The throttle delay value can be used to slow down the rate that elements are processed so that the system is not overloaded by large operations.

A custom batch operation manager can be added by creating a class that implements IBatchOperationManager and adding a reference to it using the batch-operation-manager element.

The following attributes may be specified for the default-batch-operation-manager element.

Command Destinations

Command destinations are responsible for delivering commands to devices. All command destinations implement the ICommandDestination interface and are composed of a command encoder (implementing ICommandExecutionEncoder), a parameter extractor (implementing ICommandDeliveryParameterExtractor), and a delivery provider (implementing ICommandDeliveryProvider). The command encoder is used to convert the command payload into a format understood by the device. The parameter extractor pulls information needed for delivering the message to the delivery provider (e.g. for an SMS provider, the extractor may pull the SMS phone number for the device from device metadata). The delivery provider takes the encoded payload and extracted parameters, then delivers the message to the device.

MQTT Command Destination

For devices that listen on an MQTT topic for commands, the mqtt-command-destination element can be used to easily configure a destination. An encoder and parameter extractor should be configured based on the expected command format and location of MQTT routing information. The hardware-id-topic-extractor element configures the MQTT topics for delivery based on an expression that includes the hardware id of the device to be addressed. In cases where this is not appropriate, a custom parameter extractor can be injected instead.

<sw:device-communication>
					
	<!-- Outbound command destinations -->
	<sw:command-destinations>

		<!-- Delivers commands via MQTT -->
		<sw:mqtt-command-destination destinationId="default" hostname="localhost" port="1883">
			<sw:protobuf-command-encoder/>
			<sw:hardware-id-topic-extractor commandTopicExpr="SiteWhere/commands/%s"
				systemTopicExpr="SiteWhere/system/%s"/>
		</sw:mqtt-command-destination>

The following attributes may be specified for the mqtt-command-destination element.
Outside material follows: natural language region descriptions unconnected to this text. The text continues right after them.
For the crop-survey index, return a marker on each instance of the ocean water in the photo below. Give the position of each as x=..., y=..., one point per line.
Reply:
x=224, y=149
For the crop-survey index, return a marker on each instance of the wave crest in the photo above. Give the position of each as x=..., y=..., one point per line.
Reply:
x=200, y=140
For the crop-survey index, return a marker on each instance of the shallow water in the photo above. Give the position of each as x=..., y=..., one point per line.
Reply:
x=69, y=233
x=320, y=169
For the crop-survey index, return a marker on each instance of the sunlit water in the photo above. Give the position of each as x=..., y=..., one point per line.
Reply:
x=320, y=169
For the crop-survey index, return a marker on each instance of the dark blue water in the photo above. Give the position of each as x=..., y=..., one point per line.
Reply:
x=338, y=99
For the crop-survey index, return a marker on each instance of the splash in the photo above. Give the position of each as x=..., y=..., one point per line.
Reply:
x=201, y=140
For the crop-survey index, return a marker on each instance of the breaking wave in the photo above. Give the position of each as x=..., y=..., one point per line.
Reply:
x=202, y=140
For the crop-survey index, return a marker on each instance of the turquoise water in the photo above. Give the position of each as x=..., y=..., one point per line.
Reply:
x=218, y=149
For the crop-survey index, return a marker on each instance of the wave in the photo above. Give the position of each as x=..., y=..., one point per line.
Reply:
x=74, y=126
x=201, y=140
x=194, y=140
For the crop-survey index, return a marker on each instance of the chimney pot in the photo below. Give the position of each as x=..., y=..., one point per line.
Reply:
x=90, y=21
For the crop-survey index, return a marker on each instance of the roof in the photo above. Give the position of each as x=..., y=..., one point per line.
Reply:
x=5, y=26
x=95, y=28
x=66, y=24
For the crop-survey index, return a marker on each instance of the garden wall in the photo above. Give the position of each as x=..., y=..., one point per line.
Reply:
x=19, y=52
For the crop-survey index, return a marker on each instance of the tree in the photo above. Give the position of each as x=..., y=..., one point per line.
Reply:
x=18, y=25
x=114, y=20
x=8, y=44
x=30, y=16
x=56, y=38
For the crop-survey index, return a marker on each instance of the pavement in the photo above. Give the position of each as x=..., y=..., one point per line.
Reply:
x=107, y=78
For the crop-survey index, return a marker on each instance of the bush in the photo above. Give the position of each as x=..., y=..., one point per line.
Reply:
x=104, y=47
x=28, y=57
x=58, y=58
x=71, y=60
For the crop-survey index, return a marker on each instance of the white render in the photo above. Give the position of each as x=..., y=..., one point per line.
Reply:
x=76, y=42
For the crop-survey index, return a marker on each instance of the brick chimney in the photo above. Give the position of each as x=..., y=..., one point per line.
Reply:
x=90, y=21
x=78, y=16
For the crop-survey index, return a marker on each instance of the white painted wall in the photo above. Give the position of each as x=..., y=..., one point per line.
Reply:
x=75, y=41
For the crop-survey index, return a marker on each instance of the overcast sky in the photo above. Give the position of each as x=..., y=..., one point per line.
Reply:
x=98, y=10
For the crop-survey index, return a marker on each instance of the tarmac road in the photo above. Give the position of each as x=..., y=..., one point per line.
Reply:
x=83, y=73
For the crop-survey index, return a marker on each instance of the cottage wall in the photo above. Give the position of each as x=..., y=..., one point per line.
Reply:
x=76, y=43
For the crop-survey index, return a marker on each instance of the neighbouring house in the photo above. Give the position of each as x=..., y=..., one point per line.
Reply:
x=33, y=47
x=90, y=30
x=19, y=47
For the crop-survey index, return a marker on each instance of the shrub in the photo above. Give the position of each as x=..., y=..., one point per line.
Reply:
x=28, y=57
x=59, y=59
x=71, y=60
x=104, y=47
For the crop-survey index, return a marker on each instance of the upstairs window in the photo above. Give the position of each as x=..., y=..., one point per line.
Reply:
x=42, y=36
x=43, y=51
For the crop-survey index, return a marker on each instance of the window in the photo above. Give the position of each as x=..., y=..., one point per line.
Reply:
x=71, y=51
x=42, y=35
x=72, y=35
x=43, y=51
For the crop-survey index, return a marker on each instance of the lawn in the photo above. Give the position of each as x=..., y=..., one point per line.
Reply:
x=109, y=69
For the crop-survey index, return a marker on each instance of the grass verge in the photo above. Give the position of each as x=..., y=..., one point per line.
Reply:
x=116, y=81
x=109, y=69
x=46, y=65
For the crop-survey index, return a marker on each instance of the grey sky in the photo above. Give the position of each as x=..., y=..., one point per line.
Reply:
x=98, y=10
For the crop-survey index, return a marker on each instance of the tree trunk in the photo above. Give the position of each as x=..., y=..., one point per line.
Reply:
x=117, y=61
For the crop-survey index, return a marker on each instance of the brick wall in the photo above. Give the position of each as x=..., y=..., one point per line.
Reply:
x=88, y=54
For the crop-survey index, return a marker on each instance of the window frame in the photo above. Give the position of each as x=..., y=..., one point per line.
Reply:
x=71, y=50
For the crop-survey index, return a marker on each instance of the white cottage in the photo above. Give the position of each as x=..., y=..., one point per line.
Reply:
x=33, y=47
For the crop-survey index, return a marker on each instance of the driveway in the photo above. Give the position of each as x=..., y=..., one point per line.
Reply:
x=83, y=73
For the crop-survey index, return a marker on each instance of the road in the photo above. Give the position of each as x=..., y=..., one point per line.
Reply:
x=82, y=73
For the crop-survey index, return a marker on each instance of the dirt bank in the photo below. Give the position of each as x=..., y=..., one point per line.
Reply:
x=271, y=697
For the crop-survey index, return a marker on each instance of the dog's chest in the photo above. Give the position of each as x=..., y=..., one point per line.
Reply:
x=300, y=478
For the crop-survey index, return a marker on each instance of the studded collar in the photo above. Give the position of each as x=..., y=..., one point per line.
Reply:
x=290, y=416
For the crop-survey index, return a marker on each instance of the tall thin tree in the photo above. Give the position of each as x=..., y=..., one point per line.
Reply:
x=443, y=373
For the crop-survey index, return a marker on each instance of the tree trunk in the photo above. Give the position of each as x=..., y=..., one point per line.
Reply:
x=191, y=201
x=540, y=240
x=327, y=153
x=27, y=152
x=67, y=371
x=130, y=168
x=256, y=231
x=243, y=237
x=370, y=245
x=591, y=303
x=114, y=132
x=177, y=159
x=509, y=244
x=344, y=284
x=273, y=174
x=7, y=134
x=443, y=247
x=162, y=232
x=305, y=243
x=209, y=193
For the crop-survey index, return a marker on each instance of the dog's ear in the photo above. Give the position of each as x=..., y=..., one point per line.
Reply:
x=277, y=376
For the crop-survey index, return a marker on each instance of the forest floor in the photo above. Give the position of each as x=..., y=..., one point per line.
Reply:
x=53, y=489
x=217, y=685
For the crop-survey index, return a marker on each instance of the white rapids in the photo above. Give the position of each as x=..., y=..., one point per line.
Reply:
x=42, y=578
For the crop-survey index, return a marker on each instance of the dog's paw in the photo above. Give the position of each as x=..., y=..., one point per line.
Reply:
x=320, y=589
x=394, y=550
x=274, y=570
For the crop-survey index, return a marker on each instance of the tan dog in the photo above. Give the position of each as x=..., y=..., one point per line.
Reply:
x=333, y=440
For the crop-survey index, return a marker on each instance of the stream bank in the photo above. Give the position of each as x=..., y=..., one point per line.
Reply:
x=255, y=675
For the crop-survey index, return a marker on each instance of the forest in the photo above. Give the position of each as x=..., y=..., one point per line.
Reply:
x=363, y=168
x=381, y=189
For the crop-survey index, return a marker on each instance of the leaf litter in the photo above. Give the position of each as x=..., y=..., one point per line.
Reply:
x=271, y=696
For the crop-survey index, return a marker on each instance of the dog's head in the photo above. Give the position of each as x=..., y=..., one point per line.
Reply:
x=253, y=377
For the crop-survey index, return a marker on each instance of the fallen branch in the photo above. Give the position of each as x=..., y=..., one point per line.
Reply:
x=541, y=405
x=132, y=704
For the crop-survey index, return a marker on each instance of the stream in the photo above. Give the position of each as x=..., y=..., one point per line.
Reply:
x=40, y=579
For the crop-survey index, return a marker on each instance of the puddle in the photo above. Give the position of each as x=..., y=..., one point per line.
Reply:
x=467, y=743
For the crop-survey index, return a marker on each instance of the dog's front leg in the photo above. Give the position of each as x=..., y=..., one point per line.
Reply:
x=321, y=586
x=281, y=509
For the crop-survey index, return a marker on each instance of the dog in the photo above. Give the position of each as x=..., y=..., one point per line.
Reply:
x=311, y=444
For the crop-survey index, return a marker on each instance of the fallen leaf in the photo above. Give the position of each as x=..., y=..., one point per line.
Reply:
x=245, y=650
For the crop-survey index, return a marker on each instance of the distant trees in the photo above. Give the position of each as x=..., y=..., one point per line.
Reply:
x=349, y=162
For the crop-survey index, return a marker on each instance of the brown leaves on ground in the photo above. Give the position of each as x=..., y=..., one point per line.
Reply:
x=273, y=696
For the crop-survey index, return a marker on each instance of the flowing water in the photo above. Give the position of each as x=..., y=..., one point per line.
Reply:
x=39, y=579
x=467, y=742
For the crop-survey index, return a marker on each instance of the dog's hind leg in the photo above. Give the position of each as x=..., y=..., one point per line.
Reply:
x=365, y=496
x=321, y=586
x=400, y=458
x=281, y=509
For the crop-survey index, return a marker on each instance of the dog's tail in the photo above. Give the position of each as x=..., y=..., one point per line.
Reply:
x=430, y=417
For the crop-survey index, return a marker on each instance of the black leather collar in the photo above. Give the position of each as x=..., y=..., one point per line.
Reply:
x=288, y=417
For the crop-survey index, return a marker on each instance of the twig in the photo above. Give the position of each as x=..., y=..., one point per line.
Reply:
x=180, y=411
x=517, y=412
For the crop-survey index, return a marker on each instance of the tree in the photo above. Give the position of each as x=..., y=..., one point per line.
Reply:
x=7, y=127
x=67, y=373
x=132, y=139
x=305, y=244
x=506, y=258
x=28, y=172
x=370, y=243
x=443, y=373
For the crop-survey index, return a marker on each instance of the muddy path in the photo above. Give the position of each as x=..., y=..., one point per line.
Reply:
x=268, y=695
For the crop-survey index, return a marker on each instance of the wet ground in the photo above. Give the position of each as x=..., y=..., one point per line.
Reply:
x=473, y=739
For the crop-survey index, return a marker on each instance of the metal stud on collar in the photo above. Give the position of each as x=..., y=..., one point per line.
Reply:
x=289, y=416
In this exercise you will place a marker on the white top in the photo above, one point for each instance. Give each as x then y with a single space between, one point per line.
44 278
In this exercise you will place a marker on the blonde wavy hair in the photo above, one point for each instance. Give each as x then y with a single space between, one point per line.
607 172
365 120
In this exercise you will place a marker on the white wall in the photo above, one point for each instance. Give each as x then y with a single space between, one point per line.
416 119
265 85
Twilio Command Destination

For devices that receive commands via SMS messages, the twilio-command-destination may be used to deliver the command via the Twilio online service. To use the service you will need to create a Twilio account and pay for the outbound SMS service (including a phone number that messages will be sent from).

<sw:device-communication>
					
	<!-- Outbound command destinations -->
	<sw:command-destinations>

		<!-- Delivers commands via Twilio SMS messages -->
		<sw:twilio-command-destination destinationId="laipac"
			accountSid="${twilio.account.sid}" authToken="${twilio.auth.token}" 
			fromPhoneNumber="${twilio.from.phone.number}">
			<sw:protobuf-command-encoder/>
			<sw:parameter-extractor ref="laipacExtractor"/>
		</sw:twilio-command-destination>

The account SID, auth token, and sending phone number are all pieces of data related to the Twilio account. The parameter extractor implementation should be one that supplies parameters of type SmsParameters which is used by the delivery provider to determine the SMS phone number to deliver the command to.

The following attributes may be specified for the twilio-command-destination element.

Debugging Device Communication

When developing solutions that use the device communication subsystem, it is often helpful to see exactly what SiteWhere is doing to handle inbound and outbound data. To turn on communication debugging, scroll down to the following block in the lib/log4j.xml file:

<sw:device-communication>
<category name="com.sitewhere.device.communication">
	<priority value="INFO" />
</category>

Update the INFO value to DEBUG and restart the server to see more detailed communication information.